気持ちいい。気持ちいい。もっともっともっと。もうそれしか考えられません。
「きゃ、ううっ、んっはぁ…!あぁっあっや…!や、きちゃう、きちゃうう…しっぽ、きちゃいます…ッ」
気がつけば私は、坊ちゃんの指示がなくとも自分で尻尾を動かし、イイトコロをぐりぐりと弄り回していました。ペニスからは触れてもいないのに透明な蜜が滴っています。

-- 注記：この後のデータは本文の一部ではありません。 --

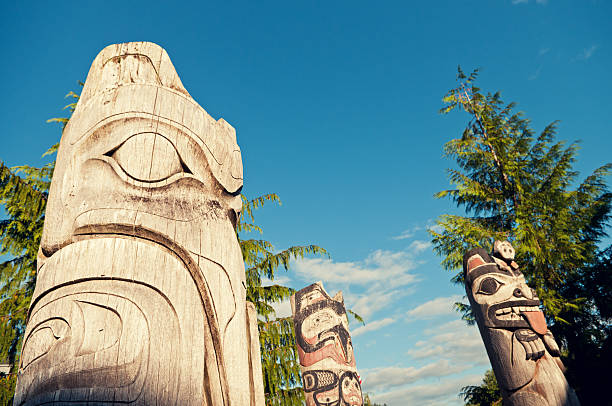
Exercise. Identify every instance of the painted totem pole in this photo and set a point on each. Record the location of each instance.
(140, 294)
(327, 361)
(522, 351)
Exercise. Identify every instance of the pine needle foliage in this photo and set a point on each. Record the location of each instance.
(516, 185)
(521, 186)
(280, 364)
(23, 195)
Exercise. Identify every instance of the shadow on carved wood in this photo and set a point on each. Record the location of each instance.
(140, 294)
(325, 349)
(522, 351)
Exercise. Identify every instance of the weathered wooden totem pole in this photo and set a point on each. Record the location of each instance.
(327, 361)
(140, 294)
(522, 351)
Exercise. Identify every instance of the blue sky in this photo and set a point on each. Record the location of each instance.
(336, 109)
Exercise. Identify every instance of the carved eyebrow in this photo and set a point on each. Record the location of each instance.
(485, 269)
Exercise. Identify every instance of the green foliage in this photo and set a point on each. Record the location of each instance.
(487, 394)
(519, 186)
(368, 402)
(281, 369)
(23, 195)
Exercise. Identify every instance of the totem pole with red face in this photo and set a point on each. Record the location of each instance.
(521, 348)
(325, 349)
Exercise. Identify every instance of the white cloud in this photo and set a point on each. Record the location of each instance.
(372, 326)
(587, 53)
(439, 306)
(543, 51)
(407, 233)
(442, 393)
(369, 285)
(379, 379)
(418, 246)
(378, 265)
(455, 341)
(278, 280)
(436, 228)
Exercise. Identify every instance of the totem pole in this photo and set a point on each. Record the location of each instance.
(522, 351)
(329, 373)
(140, 292)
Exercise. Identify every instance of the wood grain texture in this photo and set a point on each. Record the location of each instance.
(522, 351)
(325, 349)
(140, 294)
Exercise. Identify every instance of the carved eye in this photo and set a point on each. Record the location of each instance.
(489, 286)
(148, 157)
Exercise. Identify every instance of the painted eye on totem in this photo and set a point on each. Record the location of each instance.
(148, 157)
(489, 286)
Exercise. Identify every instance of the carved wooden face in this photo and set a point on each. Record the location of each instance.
(350, 389)
(322, 327)
(141, 213)
(501, 297)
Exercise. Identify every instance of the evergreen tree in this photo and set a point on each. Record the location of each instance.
(517, 186)
(23, 195)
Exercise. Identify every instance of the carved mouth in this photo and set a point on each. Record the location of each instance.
(513, 313)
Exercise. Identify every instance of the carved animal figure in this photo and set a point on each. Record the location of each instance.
(140, 293)
(325, 349)
(521, 348)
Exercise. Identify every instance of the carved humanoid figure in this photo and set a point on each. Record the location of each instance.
(521, 348)
(140, 293)
(325, 349)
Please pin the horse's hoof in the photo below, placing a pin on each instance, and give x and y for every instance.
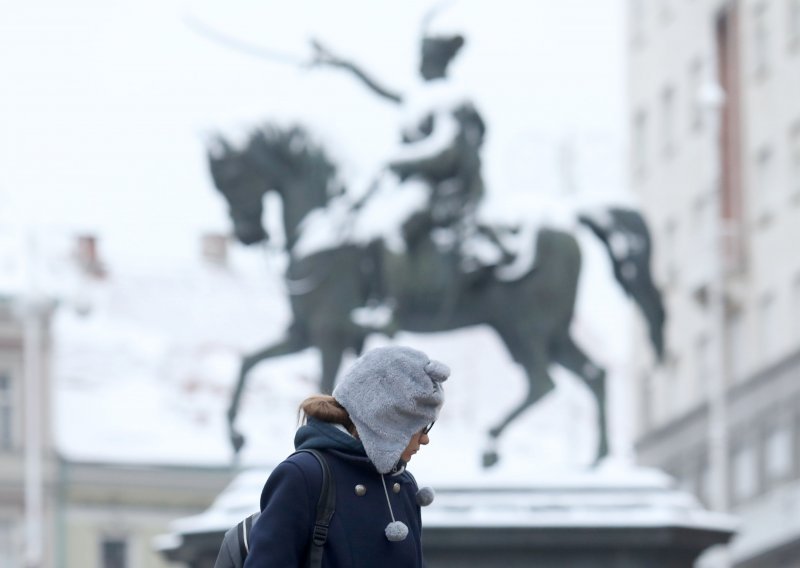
(490, 459)
(237, 441)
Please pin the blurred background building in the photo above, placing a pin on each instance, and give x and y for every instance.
(714, 114)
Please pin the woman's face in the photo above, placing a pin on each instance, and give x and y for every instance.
(418, 440)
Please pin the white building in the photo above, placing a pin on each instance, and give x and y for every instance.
(714, 95)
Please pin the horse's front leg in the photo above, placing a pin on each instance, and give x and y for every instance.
(291, 343)
(572, 357)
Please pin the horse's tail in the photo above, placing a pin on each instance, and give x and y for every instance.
(627, 239)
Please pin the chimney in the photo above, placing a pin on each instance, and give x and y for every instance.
(214, 248)
(87, 256)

はぁはぁと身をくねらせながら醜態を晒す私。坊ちゃんがごくりと唾を飲み込んだのが分かりました。
「く…っ!いたいけな高校生には刺激が強すぎる…!」
自分から要求したくせに何を仰っているのでしょう。
「ぼっちゃ、あ、ぼっちゃん…」
「っ伊原…」
「ふあっ」
尻尾を抜き取り、くたくたになった身体を何とか起こします。そして彼に向かってお尻を突き出すような姿勢をとりました。恥ずかしいことは分かっています。でももう限界なのです。
「おねがいです、欲しい、坊ちゃんのおちんちん、欲しいです…しっぽじゃ、足りない…」
「うっ…」
「いれてください、も…っおねがい、おねがいします…望さまぁ…」
泣きながら訴えかけると、坊ちゃんは珍しくそのお顔を真っ赤にしました。そしてあわあわとたどたどしい動作で、私の腰を掴みます。
「お前がいやらしすぎて一瞬意識が飛びかけたぞ…」
「あ、あ、あ…だって、だって、あぁっ入れて、おちんちん入れてぇ…っ」
「…ビバ発情期…!!」
彼はそんな訳の分からないことを言いながら、一気に挿入してきました。
「ふにゃぁぁぁぁ…ッ!」
待ちに待った圧倒的な質量に、全身が悦びます。背中が限界まで反り、高い高い嬌声が喉から絞り出されました。ぱたぱたとシーツに白濁が飛び散ります。
「ひうっあっ、にゃあんっんっあ、あぁっ!」
「伊原…可愛いぞ伊原…ッところてんか?」
「あっあっあっ、ぼっちゃ、もっと奥、突いてぇぇぇっ…!」
「あぁ、いつもこうならいいのに…っはぁ、う、きつい」
冗談じゃありません。発情期なんか、発情期なんか、くそくらえです。あぁでも気持ちいい。
「にゃあぁっあっん、う…ふぁ、きもち、い…っあ!坊ちゃん、坊ちゃん…っ!」
「にゃあにゃあ鳴いて…ふふ、伊原…まるで交尾をしているようだな」
「こうび…っきもちいです、んっあぁぁっ、は、ふ、う…」
お尻だけを高く上げた体制で激しく揺さぶられ、ギシギシとベッドが悲鳴を上げました。それでもあとからあとから湧き出てくる衝動は留まることを知らず、貪欲にこの快楽を貪ろうとします。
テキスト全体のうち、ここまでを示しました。